[l i m a b e l a s]

121 10 2
                                    

"Jadi, apa saya boleh membawa Anindira?" suaranya seperti seorang bapak-bapak. Tapi bukan seperti suara orang-yang-katanya-ayah-ku. Lantas, suara siapa ini? Dan kenapa namaku di bawa-bawa?

🎶

Karena penasaran, aku memdekat ke arah ruang tamu yang merupakan sumber suara ini berasal. Aku bersembunyi di balik dinding agar tidak ketahuan.

"Hem ... Boleh saja." Kali ini baru seperti suara orang-yang-katanya-ayah-ku.

"Tapi Yah..." Tunggu. Ini seperti suara Bunda.

"Sudahlah ... Dia hanya menyusahkan keluarga ini. Tidak ada gunanya dia tetap di keluarga Ferdinand. Lebih baik dia diadopsi oleh keluarga Adhyasta." Kali ini terdengar persis suara abangku. Benar 'kan, aku memang sudah tidak di butuhkan di sini.

"Tapi Bang. Gimana pun juga dia adik kamu..." Suara Bunda mulai terdengar sedih.

"Aku gak punya adik! Dia itu anak haram!" Ini suara abang

Sudah kuduga. Yang bisa aku lakukan sekarang hanyalah tersenyum kecut dan kembali ke kamar sambil menangis tanpa diketahui siapapun.

Saat di kamar, aku langsung membereskan barang-barang pribadiku seperti buku, HP, charger, earphones, dan lain-lain. Untung hampir semua barang-barangku sudah di pindahkan ke Apartment.

Jadi sekarang aku hanya membutuhkan ransel untuk membawa beberapa barang pribadi. Aku akan membiarkan beberapa barang di sini untuk sementara. Saat aku sudah memastikan mereka sudah tidak di rumah aku baru akan mengambil nya.

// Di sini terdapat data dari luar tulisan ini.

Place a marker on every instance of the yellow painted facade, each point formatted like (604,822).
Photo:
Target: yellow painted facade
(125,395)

Setelah memastikan semua sudah masuk, aku bergegas mandi dan berganti baju. Hanya menggunakan celana jeans, sweater dan converse hitam. Tak lupa, aku menguncir rambut layaknya ekor kuda. Terakhir, aku membereskan kasur dan menaruh guling serta bantal ke dalam selimut agar terlihat seperti aku yang sedang tidur.

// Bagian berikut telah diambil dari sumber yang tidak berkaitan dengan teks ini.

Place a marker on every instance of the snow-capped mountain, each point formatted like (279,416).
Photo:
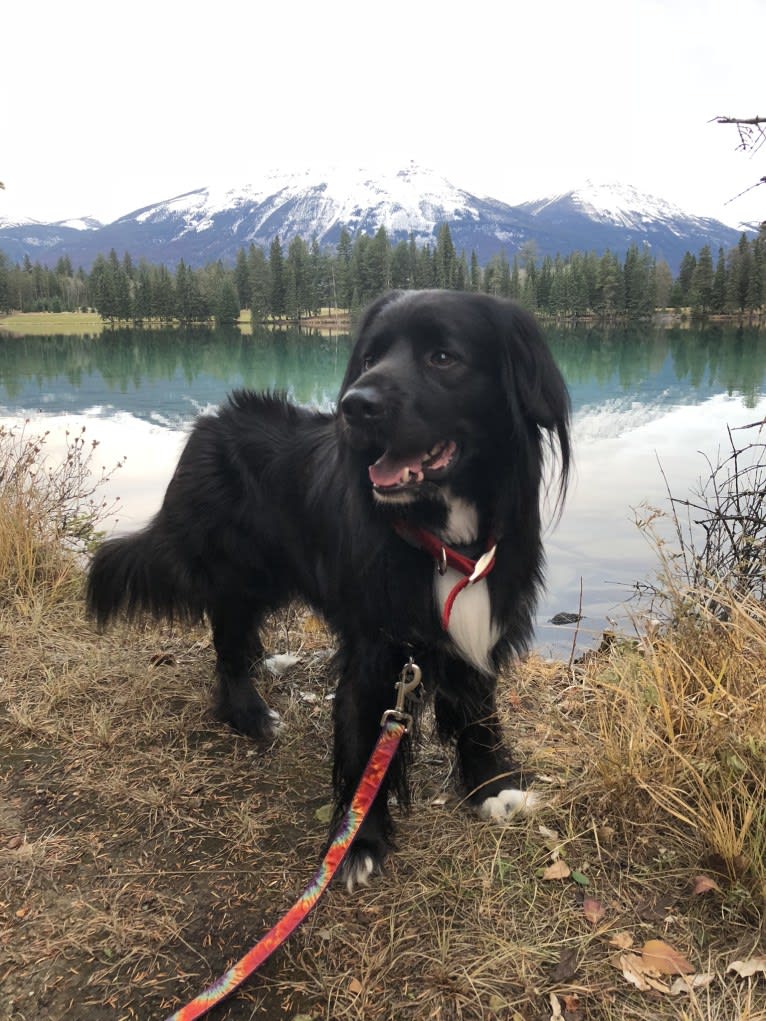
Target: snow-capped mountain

Saat aku membuka jendela untuk kabur, aku baru ingat bahwa kamarku berada di lantai dua. Tunggu, seingatku, aku menaruh tangga di dekat jendela yang satu lagi sebelum ke Bandung. Itu aku gunakan untuk membersihkan jendela dari luar.

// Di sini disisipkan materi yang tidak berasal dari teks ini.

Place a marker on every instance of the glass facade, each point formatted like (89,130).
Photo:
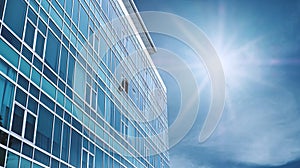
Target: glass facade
(62,102)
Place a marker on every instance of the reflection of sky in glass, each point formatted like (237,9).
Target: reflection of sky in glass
(259,45)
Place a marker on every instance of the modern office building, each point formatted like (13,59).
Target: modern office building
(72,90)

Dan saat aku memeriksannya, tangga itu masih di sana. Untung saja.

Aku bergegas turun dan memanjat pagar belakang lalu berlari ke arah gang yang menuju jalan raya. Di dekat sini ada lapangan yang jarang di pakai. Aku menumpang memarkirkan Mobil di sana.

Mobil itu baru aku beli begitu pindah ke Jakarta. Aku bergegas naik dan melajukan mobilku ke Apartment.

🎶

Begitu aku sampai di apartment aku langsung berlari menuju lift masih sambil menangis. Aku tak menyangka aku sehina itu. Aku kira aku hanyalah anak pungut. Atau yatim piatu mungkin. Tapi ternyata?

Tak ku sangka mereka menyembunyikan ini selama 15 tahun. Kenapa mereka tidak bilang saja dari awal? Jika tahu begini, lebih baik aku kabur dari dulu. Lagi pula, siapa bapak-bapak tadi? Apakah aku akan dijual seperti di berita-berita?

"Loh? Anin?" Suara ini...

"Kamu kenapa?" Dia Alvaro. Dia menarikku keluar dari lift. Padahal ia baru saja mau masuk. Aku memang merepotkan ya.

Alvaro menyadari bahwa aku tidak baik-baik saja, jadi dia mengajakku ke kamar apartment nya. Sekarang aku sama sekali tidak menyesal telah bertunangan dengan seorang Alvaro.

"Tarik napas, lepas. Tarik napas, lepas," perintah Alvaro. Aku menurutinya.

Saat air mataku berhenti mengalir dan napasku mulai kembali stabil, Alvaro pergi ke dapur untuk membuatkan teh hangat.